Samedi 23 février 2008

Après 9 mois de présidence de Nicolas Sarkozy, nombreux sont ceux qui s'interrogent sur la dynamique de réforme attendue par tous. Libéraliser le pays pour rendre un peu de compétitivité à notre pays, rompre avec les rigidités dans le mode du travail, éponger les déficits tels étaient les réformes que beaucoup attendaient. Je suis de ceux qui attendaient ces réformes. Bien sûr des choses ont été faites mais l'électrochoc attendu n'est pas encore venu. La réforme des universités a été incomplète, la réduction du nombre de fonctionnaires s'est heurtée à l'absence de réformes structurelles. De même au niveau territorial, il n'est envisagé que du bout des lèvres la possibilité de réduire le nombre d'échelons d'administrations. Le rapport Attali a fait scandale alors qu'il contient des idées connues et validées depuis plus de vingt ans. La libéralisation du marché des taxis a été appliquée dans d'autres pays il y a plus de vingt ans. Le processus de réforme est donc lent perdant son nom de rupture pour celui d'inflexion douce. 

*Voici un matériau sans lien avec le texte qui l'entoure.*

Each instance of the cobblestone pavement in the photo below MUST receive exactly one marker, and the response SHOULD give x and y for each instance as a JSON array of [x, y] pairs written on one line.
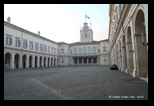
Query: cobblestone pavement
[[73, 83]]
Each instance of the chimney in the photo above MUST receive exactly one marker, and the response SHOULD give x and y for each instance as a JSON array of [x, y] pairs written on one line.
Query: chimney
[[38, 32], [8, 19]]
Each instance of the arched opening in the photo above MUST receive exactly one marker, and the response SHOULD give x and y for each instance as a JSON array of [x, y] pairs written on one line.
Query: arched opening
[[89, 60], [54, 61], [30, 61], [36, 61], [24, 61], [8, 60], [51, 61], [95, 60], [40, 61], [80, 60], [16, 61], [130, 54], [142, 53]]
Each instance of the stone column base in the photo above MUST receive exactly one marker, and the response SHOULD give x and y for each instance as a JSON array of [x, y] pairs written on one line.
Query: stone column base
[[127, 70]]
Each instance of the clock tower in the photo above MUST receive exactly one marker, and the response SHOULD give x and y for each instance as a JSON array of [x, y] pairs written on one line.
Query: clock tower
[[86, 34]]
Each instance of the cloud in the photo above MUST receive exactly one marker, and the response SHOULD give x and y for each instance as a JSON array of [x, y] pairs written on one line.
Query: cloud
[[100, 33]]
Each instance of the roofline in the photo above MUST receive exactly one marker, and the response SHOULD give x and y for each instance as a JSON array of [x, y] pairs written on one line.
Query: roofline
[[24, 30]]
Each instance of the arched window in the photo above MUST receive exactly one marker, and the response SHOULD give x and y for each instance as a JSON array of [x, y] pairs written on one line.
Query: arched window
[[94, 50], [89, 50], [84, 50]]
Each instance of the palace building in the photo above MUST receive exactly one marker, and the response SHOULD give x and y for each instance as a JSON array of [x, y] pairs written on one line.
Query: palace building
[[25, 49], [128, 38]]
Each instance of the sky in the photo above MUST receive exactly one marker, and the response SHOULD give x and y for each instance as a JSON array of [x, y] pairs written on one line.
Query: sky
[[60, 22]]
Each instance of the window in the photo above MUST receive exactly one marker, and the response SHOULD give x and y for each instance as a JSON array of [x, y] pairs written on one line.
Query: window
[[17, 42], [36, 46], [25, 44], [8, 40], [31, 45], [48, 49], [41, 47], [45, 48]]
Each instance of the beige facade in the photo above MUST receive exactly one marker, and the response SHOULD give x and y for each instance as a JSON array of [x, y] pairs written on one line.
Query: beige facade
[[24, 49], [128, 38]]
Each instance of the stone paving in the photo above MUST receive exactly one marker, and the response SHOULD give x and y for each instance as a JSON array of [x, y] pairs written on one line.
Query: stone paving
[[73, 83]]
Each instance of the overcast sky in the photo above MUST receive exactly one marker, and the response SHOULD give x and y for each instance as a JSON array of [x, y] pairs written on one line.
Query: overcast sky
[[60, 22]]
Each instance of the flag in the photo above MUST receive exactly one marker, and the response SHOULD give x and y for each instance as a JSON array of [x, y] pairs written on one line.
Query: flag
[[86, 16]]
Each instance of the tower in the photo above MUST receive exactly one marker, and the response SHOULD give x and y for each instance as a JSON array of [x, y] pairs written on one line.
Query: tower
[[86, 34]]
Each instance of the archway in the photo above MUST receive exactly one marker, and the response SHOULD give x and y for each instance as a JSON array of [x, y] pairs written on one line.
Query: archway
[[24, 61], [36, 61], [51, 61], [142, 53], [16, 61], [8, 60], [30, 61]]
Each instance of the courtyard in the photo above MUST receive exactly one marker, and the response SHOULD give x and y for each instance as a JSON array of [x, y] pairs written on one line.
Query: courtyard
[[73, 83]]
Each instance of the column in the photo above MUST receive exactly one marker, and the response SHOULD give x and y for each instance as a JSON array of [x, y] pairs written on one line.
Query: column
[[56, 62], [87, 60], [4, 58], [49, 62], [27, 61], [127, 56], [12, 61], [77, 60], [82, 60], [53, 62], [46, 62], [42, 61], [33, 61], [20, 61], [38, 61], [135, 71]]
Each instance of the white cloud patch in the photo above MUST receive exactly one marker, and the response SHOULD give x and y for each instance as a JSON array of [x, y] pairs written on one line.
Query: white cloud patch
[[100, 33]]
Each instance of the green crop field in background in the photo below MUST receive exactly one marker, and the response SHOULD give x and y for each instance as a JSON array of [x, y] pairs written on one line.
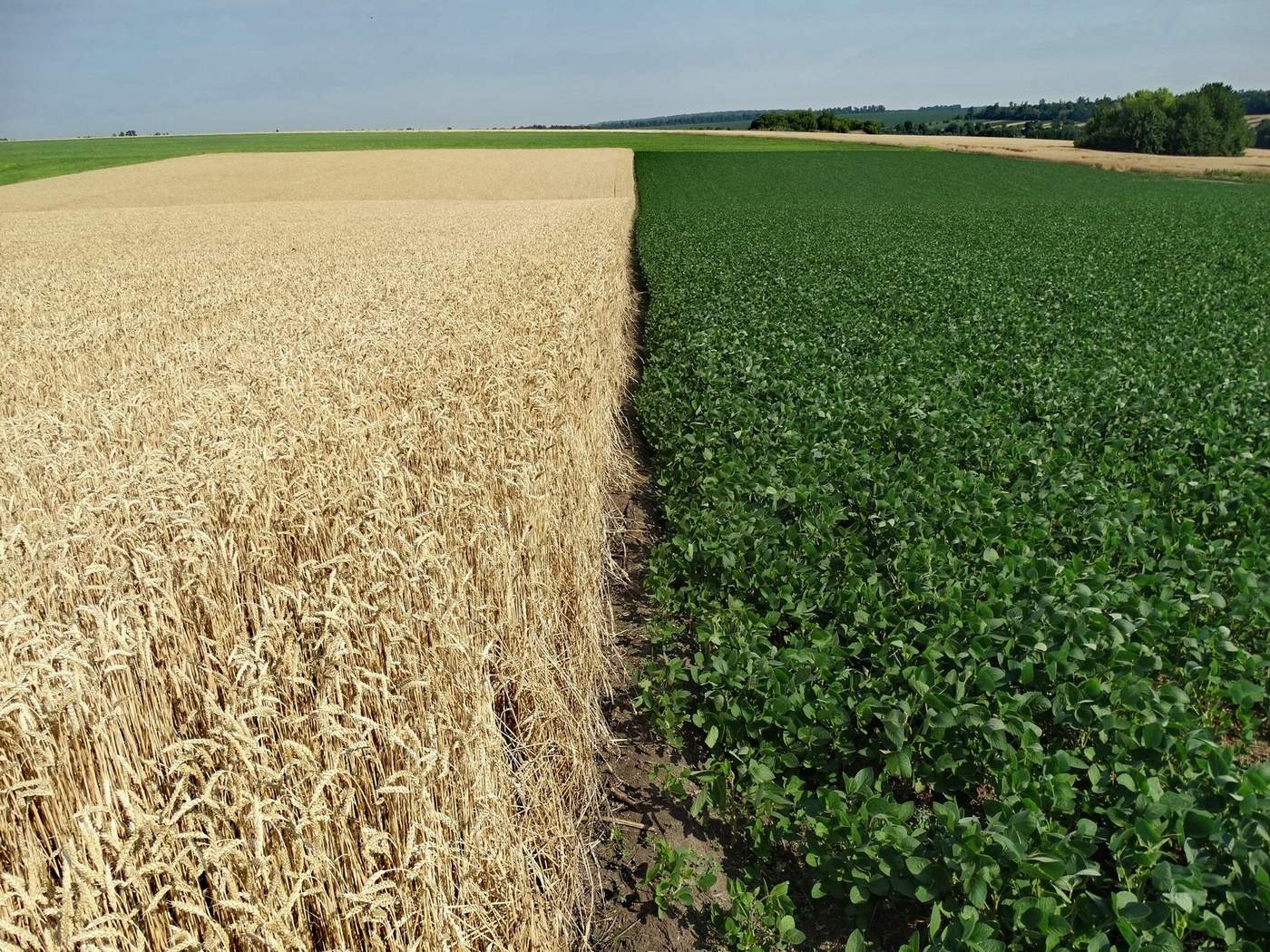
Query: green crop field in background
[[27, 160], [964, 599]]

En pratique la France reste anti-libérale et  refuse, de fait, le seul traitement qui peut la soigner. Faute de l'appliquer avec la vigueur suffisante, le moment n'est-il pas passé d'appliquer le remède? Les distributions pré-électorales (personnes âgées, pêcheurs...) répondent à des problèmes spécifiques mais la redistribution d'argent emprunté est une solution à court terme avec laquelle nous souhaitions rompre. C'est le retour des vieilles recettes appliquées à outrance par les Chirac, Raffarrin, De Villepin en leur temps.
Perdre des élections par excès de réformes serait une bonne nouvelle mais ce qui va arriver c'est la perte des élections faute de réformes suffisantes. 
Cette déception ne se fait pas jour qu'à Droite. A Gauche nombreux espéraient des changements même de la part d'un candidat pour lesquels ils ne pouvaient pas et ne voulaient  pas voter. En effet, quand la situation est très grave, on espère le salut même de ceux que l'on ne soutient pas. Cette déception d'opposants je l'observe parmi mes étudiants dont beaucoup n'ont pas voté Sarkozy.
Lors de la campagne, Nicolas Sarkozy a été présenté par tous les analystes comme le seul à pouvoir réformer le pays, c'est encore le seul à pouvoir le faire mais l'espoir que ces réformes arrivent s'amenuise chaque jour. Embourbé dans des gadgets (Nouvelle façon d'aborder la mémoire de la Shoa à l'école...) on voit mal se profiler la rupture annoncée.
En pratique, la Gauche reste paralysée par son incapacité à rompre avec l'anti-libéralisme, mais c'est aussi le problème de la Droite. Une classe politique incapable de faire ce qui est nécessaire, voilà ce que nous observons. 
Que reste-t-il donc à ceux qui veulent rompre avec le déclin français pour se faire entendre? Le prochain scrutin ne changera rien à ce constat tant le pouvoir territorial est englué dans le nombre excessif de niveaux d'administration. Elire une Gauche sans idée ou reconduire une Droite sans courage quel choix?
Il reste à refonder une Droite ayant du courage, souhaitons que notre Premier Ministre puisse en être le socle.